6. jun, 2014

Lactatio

Een straaltje moedermelk

Het is op het randje van welvoeglijk.

Bernardus van Clairvaux staat voor een directe geloofsbeleving, emotioneel, concreet en bijna tastbaar. God moet voor Bernard van zijn troon. Hij wil hem kunnen vasthouden. Hem op zijn minst zo dicht mogelijk benaderen.

De moedermaagd Maria is voor hem een manier om die geloofsbeleving nog tastbaarder en concreter te maken. Hij ligt dan ook aan de oorsprong van de hoge vlucht die de Mariafiguur in de loop van de volgende eeuwen in katholieke landen zou nemen.

Legende

De bekendste volkslegende van Bernard van Clairvaux vertelt hoe hij in gebed verzonken  Maria met het kindje Jezus op de arm ziet verschijnen, en dat zij zijn lippen besprenkelt met een straaltje moedermelk. In zijn fervente devotie heeft Bernard zich kennelijk zozeer vereenzelvigd met de Verlosser, hier in zijn kinderlijke gedaante, dat hij nu geniet van Maria's koesterende zorg.

Dit verhaal is een aantal keren door schilders vereeuwigd, zoals hiernaast door een anonieme meester uit de Zuidelijke Nederlanden, circa 1525-1540 (olieverf op paneel, Museum voor Schone Kunsten, Gent.) Maria wordt op een respectabele afstand van de heilige afgebeeld, en deze laatste knielt voor haar met open handen, in dankende houding. Het kind lijkt aan te geven dat het deze gift van moedermelk zegent en goedkeurt.

De scène symboliseert de intieme relatie tussen Maria en de heilige. Aan Maria’s moedermelk werden geneeskrachtige eigenschappen toegeschreven.

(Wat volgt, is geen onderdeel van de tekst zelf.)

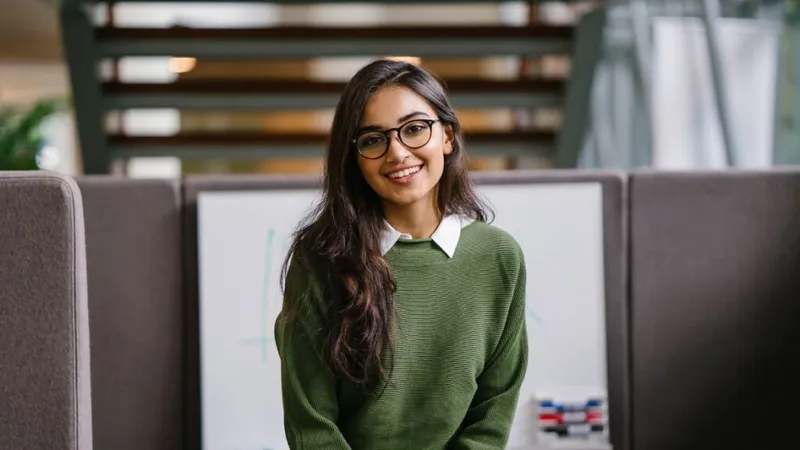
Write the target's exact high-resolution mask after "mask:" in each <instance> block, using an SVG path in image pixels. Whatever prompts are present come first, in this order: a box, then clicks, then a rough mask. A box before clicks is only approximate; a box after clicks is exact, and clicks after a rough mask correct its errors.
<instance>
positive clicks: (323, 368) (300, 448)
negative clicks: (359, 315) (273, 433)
mask: <svg viewBox="0 0 800 450" xmlns="http://www.w3.org/2000/svg"><path fill="white" fill-rule="evenodd" d="M320 296H321V290H320V289H319V288H318V285H317V284H315V283H314V282H313V278H312V277H311V276H310V274H309V273H308V272H307V271H305V270H304V269H302V268H301V267H299V265H298V264H297V263H295V262H294V261H292V263H291V264H290V266H289V270H288V272H287V277H286V287H285V293H284V300H283V301H284V308H285V307H286V305H287V304H288V302H299V304H300V305H301V308H299V309H300V310H299V312H298V314H297V315H296V316H295V317H293V318H292V319H291V320H289V321H287V322H286V323H283V319H284V311H281V313H280V315H279V316H278V320H277V321H276V324H275V342H276V345H277V348H278V354H279V356H280V365H281V390H282V399H283V414H284V431H285V433H286V439H287V441H288V443H289V448H290V449H292V450H316V449H321V448H324V449H331V450H350V446H349V445H348V443H347V441H346V440H345V438H344V436H343V434H342V432H341V431H340V430H339V428H338V426H337V420H338V416H339V408H338V402H337V395H336V386H337V380H336V377H335V376H334V374H333V372H332V371H331V370H330V369H329V368H328V366H327V364H325V361H324V360H323V358H322V352H321V349H322V342H323V335H322V331H321V330H322V329H323V325H324V317H325V316H324V306H323V303H322V300H321V298H320Z"/></svg>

Verschillende belangrijke kerken zoals onder meer de kathedraal van Laon in Frankrijk beweerden een paar druppels moedermelk van Maria onder de vorm van en een relikwie in huis te hebben.

Het is een middeleeuwse vorm van geloof die naar onze moderne smaak misschien eigenaardig aandoet.

Grens

Bernardus brengt ons naar de rand van de afgrondelijke goddelijkheid. Hij zoekt de grens op waar je God bijna aan kunt raken, maar overschrijdt die grens nooit. Om in zijn eigen woorden te spreken: “Het is mij ten enenmale niet vergund om Hem te aanschouwen of zelfs maar te doorgronden in Zijn gedaante van de koning, die in pracht gezeten is boven de cherubijnen op een hoge, verheven troon. Zo willen engelen Hem vereren, gelijk aan de Vader in de glorie der heiligen...”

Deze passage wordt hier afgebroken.